I spread my hands. “Try me.”
She took a breath, then spoke rapidly, looking at the books over her computer. “I happen not to support Mr. Durham’s ideas. I am fully cognizant of the racial injustices that still exist in this country. I have researched and written about black economic and commercial history, so I am more familiar with the history of these injustices than most: they run deep, and they run wide. I took the job of writing that Ajax history, for instance, because I’m having a hard time getting academic history or economics programs to pay attention to me, outside of African-American studies, which are too often marginalized for me to find interesting. I need to earn something while I’m job-hunting. Also, the Ajax archives will make an interesting monograph. But I don’t believe in focusing on African-Americans as victims: it makes us seem pitiable to white America, and as long as we are pitiable we will not be respected.” She flushed, as if embarrassed to reveal her beliefs to a stranger.
I thought of Lotty’s angry vehemence with Max on the subject of Jews as victims. I nodded slowly and told Blount that I could believe her.
“Besides,” she added, her color still deepened, “it would seem immoral to me to make the Ajax files available to an outsider, when they had trusted me with their private documents.”
“Since you didn’t feed inside Ajax information to the alderman, can you think who might have?”

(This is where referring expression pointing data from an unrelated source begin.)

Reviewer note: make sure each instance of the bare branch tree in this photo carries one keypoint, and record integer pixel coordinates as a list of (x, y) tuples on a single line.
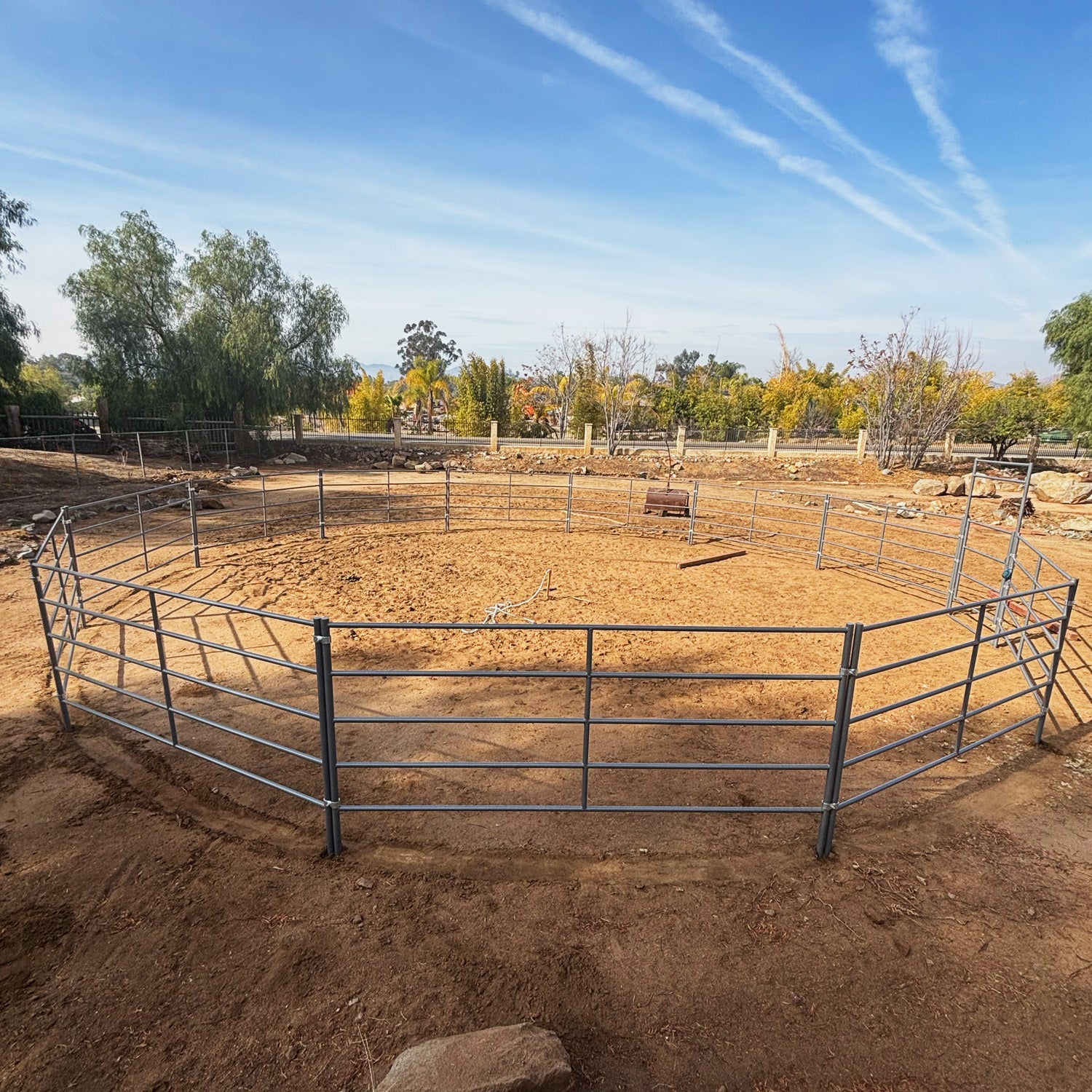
[(914, 388)]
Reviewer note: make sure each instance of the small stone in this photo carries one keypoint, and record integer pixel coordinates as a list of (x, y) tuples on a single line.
[(930, 487), (517, 1059)]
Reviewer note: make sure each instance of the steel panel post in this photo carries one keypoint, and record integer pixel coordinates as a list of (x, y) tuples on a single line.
[(194, 523), (1055, 663), (328, 743), (54, 662), (839, 736), (163, 666)]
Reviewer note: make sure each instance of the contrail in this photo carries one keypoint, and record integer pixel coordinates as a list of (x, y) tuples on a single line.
[(900, 26), (689, 104), (779, 90)]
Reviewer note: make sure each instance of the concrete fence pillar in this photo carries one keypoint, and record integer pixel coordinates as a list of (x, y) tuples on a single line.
[(862, 445)]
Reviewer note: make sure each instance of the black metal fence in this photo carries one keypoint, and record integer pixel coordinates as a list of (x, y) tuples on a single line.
[(355, 732)]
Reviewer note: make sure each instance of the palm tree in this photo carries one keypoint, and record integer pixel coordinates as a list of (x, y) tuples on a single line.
[(426, 382)]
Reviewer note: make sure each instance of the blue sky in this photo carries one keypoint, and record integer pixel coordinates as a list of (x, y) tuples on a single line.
[(712, 167)]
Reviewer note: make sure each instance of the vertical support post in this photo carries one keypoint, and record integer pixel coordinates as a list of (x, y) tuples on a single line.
[(862, 445), (194, 523), (965, 533), (328, 737), (143, 537), (54, 662), (839, 736), (879, 553), (164, 674), (980, 626), (1055, 663), (587, 716), (70, 543), (823, 530)]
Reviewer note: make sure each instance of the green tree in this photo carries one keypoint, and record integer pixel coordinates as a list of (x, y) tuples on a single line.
[(484, 395), (427, 341), (220, 331), (1067, 333), (1002, 416), (15, 325), (369, 406), (425, 384)]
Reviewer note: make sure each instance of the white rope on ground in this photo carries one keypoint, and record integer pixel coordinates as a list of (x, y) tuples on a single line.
[(504, 609)]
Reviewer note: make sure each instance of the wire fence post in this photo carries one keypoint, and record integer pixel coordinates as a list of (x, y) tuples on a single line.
[(1056, 662), (143, 537), (328, 740), (980, 626), (839, 736), (587, 716), (823, 531), (164, 674), (194, 523), (54, 662)]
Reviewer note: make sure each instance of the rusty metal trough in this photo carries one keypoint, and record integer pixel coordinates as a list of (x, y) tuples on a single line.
[(668, 502)]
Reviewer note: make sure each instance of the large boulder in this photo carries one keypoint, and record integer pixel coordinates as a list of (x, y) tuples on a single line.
[(1061, 488), (517, 1059), (983, 487), (930, 487)]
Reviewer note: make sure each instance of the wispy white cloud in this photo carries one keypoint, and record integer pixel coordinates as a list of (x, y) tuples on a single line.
[(781, 91), (900, 30), (689, 104)]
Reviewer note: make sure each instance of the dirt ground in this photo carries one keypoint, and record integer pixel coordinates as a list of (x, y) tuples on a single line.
[(168, 926)]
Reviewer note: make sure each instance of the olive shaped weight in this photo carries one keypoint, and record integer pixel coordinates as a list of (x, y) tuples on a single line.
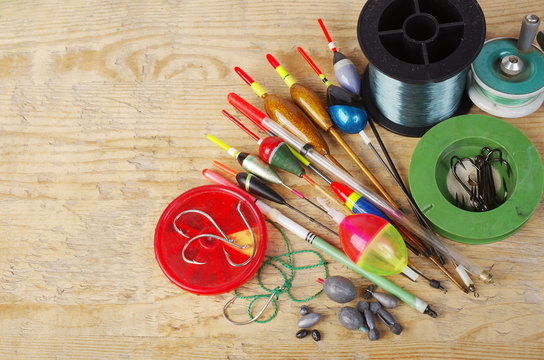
[(350, 318), (339, 289), (309, 320)]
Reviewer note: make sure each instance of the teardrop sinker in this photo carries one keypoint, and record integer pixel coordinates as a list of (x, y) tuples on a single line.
[(373, 244), (349, 119)]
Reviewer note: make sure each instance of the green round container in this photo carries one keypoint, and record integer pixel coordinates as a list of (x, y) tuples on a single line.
[(465, 136)]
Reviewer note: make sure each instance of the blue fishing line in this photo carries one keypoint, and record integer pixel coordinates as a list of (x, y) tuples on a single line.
[(416, 105)]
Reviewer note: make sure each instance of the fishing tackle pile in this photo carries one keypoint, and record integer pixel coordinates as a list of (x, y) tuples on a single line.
[(212, 239)]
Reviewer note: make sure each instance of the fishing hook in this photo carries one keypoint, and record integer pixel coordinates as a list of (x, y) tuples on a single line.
[(224, 239), (265, 306)]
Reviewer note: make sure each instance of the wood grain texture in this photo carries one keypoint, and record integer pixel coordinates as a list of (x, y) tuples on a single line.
[(104, 108)]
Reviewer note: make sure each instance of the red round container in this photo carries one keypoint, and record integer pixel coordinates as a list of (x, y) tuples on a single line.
[(216, 275)]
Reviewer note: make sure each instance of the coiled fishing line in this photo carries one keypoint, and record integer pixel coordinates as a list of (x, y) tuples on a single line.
[(416, 105), (419, 52)]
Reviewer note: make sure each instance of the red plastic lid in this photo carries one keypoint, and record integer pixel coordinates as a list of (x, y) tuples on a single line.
[(216, 275)]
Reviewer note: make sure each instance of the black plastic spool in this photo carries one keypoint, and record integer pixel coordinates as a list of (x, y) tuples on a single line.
[(416, 42)]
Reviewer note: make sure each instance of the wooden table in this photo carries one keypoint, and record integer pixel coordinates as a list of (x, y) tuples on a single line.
[(104, 108)]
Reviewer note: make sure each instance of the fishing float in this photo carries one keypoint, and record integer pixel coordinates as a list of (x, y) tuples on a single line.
[(289, 115), (346, 73), (257, 166), (392, 212), (276, 153), (255, 186), (276, 216), (308, 101), (349, 120), (347, 114), (353, 201)]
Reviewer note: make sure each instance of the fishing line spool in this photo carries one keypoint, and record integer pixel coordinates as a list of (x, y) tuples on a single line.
[(217, 275), (465, 136), (418, 52), (507, 77)]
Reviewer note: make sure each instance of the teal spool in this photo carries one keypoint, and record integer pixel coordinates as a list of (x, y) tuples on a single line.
[(500, 93)]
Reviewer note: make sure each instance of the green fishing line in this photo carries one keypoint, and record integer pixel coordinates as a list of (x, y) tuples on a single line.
[(276, 261)]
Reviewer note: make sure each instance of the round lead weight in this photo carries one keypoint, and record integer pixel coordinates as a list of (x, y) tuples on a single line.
[(350, 318), (309, 320)]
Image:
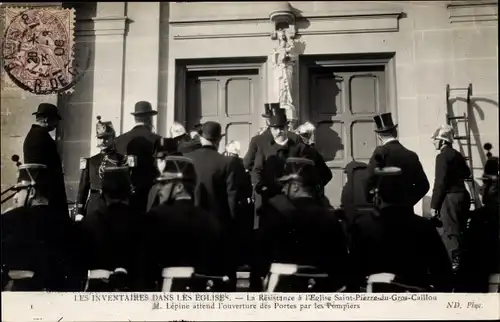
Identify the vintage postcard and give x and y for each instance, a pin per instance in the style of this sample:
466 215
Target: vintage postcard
237 161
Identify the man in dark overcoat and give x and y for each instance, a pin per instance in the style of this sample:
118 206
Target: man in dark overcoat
412 185
89 196
195 232
271 156
450 199
141 142
166 147
37 243
217 188
394 240
295 229
107 235
39 147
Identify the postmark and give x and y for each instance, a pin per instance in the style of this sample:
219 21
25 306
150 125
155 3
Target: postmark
38 49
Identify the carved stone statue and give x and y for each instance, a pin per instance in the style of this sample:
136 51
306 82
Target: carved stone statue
284 60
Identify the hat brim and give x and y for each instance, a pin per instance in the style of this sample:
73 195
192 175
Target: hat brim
386 129
145 113
48 115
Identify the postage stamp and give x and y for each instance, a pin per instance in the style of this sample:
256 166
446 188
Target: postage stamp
38 49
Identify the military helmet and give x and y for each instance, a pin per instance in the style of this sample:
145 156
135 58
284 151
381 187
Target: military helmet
165 147
104 129
31 175
116 180
300 169
178 168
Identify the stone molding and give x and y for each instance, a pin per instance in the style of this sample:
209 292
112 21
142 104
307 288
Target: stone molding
102 26
333 23
473 11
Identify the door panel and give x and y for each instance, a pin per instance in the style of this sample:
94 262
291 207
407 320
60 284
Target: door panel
344 100
228 97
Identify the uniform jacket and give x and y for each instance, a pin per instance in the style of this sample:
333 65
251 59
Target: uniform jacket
451 170
142 143
301 232
406 189
39 147
90 179
256 142
402 243
217 189
195 233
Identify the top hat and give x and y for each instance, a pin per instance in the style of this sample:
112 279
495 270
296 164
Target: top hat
166 147
268 109
445 133
30 175
178 168
300 169
211 130
116 179
104 129
278 117
47 109
384 122
143 108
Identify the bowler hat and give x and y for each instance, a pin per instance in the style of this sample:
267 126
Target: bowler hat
47 109
104 129
143 108
30 175
211 130
384 122
278 118
300 169
178 168
116 180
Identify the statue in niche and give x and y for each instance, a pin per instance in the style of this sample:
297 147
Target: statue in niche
284 60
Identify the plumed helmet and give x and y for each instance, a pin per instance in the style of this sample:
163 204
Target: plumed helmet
445 133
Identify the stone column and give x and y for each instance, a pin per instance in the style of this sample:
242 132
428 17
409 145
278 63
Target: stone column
108 27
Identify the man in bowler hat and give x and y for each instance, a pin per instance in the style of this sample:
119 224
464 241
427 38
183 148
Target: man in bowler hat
141 142
39 147
89 191
412 185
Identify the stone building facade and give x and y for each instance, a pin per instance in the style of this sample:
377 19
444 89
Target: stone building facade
337 62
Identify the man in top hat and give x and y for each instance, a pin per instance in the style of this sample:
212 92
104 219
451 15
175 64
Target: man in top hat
412 185
177 219
271 155
450 199
108 234
394 240
141 142
39 147
89 196
36 242
167 146
295 229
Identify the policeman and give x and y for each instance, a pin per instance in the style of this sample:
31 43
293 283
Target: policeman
174 221
89 191
412 185
167 146
296 230
395 242
107 234
450 200
36 241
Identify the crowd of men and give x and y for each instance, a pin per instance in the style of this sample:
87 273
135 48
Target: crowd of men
174 214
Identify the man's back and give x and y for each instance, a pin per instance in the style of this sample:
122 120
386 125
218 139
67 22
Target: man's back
399 242
216 191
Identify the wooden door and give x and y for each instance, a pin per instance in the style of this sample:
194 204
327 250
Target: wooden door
344 100
231 98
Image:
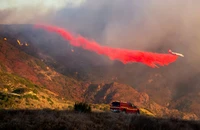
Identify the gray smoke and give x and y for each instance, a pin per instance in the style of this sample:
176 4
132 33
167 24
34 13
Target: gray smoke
153 25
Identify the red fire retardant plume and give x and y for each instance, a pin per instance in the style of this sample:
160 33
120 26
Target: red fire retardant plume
123 55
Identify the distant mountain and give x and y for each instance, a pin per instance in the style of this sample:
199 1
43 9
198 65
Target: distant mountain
48 61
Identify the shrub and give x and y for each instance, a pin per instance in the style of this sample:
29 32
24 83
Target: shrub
82 107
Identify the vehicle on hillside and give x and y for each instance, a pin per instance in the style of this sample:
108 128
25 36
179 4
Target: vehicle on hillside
125 107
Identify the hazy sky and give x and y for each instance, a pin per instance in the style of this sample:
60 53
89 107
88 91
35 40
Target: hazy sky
27 11
5 4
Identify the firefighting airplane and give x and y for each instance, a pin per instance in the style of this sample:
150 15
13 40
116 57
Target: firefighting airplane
175 53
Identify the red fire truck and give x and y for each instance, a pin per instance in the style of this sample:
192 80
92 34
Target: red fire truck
125 107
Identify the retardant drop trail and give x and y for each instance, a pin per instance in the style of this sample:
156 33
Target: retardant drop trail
123 55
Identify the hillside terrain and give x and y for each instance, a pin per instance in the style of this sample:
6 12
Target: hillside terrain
44 66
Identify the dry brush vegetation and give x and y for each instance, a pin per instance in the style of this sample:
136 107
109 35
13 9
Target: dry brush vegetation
70 120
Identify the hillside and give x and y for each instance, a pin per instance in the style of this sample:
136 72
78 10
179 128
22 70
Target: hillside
46 60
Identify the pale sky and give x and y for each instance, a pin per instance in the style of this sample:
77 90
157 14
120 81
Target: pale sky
56 4
30 11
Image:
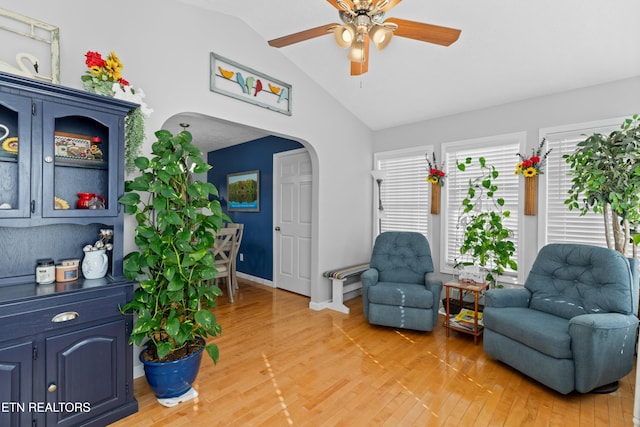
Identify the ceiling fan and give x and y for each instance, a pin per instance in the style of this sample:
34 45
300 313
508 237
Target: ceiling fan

She shook her head. “It’s such a big company. And the files aren’t exactly secret, at least they weren’t when I was doing my research. They keep all of the old material in their company library, in boxes. Hundreds of boxes, as a matter of fact. Recent material they guarded carefully, but the first hundred years-it was more a question of having the patience to wade through it than any particular difficulty gaining access to it. Although you do have to ask the librarian to see it-still, anyone who wanted to study those papers could probably get around that difficulty.”
“So it might be an employee, someone with a grudge, or someone who could be bribed? Or perhaps a zealous member of Alderman Durham’s organization?”
“Any or all of those could be reasonable possibilities, but I have no names to put forward. Still, thirty-seven hundred people of color hold low-level clerical or manual-laboring positions in the company. They are underpaid, underrepresented in supervisory positions, and often are treated to overt racial slurs. Any of them could become angry enough to undertake an act of passive sabotage.”
I stood up, wondering if someone in the Sommers extended family was among the low-level clerks at Ajax. I thanked Amy Blount for being willing to talk to me and left her one of my cards, in case anything else occurred to her. As she walked me to the door I stopped to admire the picture of the squatting woman. Her head was bent over the basket in front of her; you didn’t see her face.
“It’s by Lois Mailou Jones,” Ms. Blount said. “She also refused to be a victim.”